The invasion of Ukraine by Russia in February 2022, and the adoption of economic sanctions by the European Union and the United States, produced an immediate response in global energy markets. In March, prevailing benchmark prices for key energy commodities were substantially above the average level for February. Prices for natural gas in Europe and Australian coal were especially dynamic, rising 56% and 43%, respectively, between February and March. However, price movements across different energy commodities decoupled in the second half of the year, reflecting growing worries of a possible global recession and the need to meet current and projected energy needs.

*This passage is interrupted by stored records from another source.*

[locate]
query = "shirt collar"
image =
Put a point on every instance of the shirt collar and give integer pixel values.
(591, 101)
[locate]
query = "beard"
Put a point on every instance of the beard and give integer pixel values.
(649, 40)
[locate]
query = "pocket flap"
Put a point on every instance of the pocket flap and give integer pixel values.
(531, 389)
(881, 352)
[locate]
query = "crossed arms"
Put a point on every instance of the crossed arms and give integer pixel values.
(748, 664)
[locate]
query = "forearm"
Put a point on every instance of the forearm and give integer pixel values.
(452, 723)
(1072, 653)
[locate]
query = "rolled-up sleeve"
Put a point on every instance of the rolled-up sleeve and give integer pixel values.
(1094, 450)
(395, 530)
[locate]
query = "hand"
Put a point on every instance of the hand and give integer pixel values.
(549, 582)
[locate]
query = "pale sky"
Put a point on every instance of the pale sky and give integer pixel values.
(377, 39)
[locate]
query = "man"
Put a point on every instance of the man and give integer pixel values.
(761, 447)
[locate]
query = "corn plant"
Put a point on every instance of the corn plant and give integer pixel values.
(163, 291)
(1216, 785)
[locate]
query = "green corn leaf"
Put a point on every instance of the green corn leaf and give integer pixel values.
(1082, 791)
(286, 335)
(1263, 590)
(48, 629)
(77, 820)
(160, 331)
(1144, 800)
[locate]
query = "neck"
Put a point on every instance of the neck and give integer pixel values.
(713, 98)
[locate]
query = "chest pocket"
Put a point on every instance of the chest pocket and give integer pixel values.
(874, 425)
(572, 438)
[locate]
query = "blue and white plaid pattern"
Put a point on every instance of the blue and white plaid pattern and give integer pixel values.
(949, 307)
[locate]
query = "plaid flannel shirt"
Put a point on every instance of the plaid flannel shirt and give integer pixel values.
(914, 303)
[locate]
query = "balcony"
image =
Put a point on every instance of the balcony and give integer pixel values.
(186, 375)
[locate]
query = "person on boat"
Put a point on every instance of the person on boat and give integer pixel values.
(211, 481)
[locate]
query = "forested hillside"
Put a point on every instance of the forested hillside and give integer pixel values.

Prices for coal, natural gas and liquid natural gas rose throughout the remainder of 2022, driven by strong electricity demand in China and restocking of gas inventories in Europe. Coal prices continued to surge, with Australian coal peaking at a record high of USD 431 per metric ton in September. Natural gas and LNG prices exhibited strong volatility, with a particularly strong surge in August caused in part by reduced gas flows from the Russian Federation. In contrast, benchmark oil prices fell in the second half of the year as global economic activity slowed, especially in China due to successive COVID-19 lockdowns and drawdowns of strategic crude oil reserves (World Bank, 2022[1]).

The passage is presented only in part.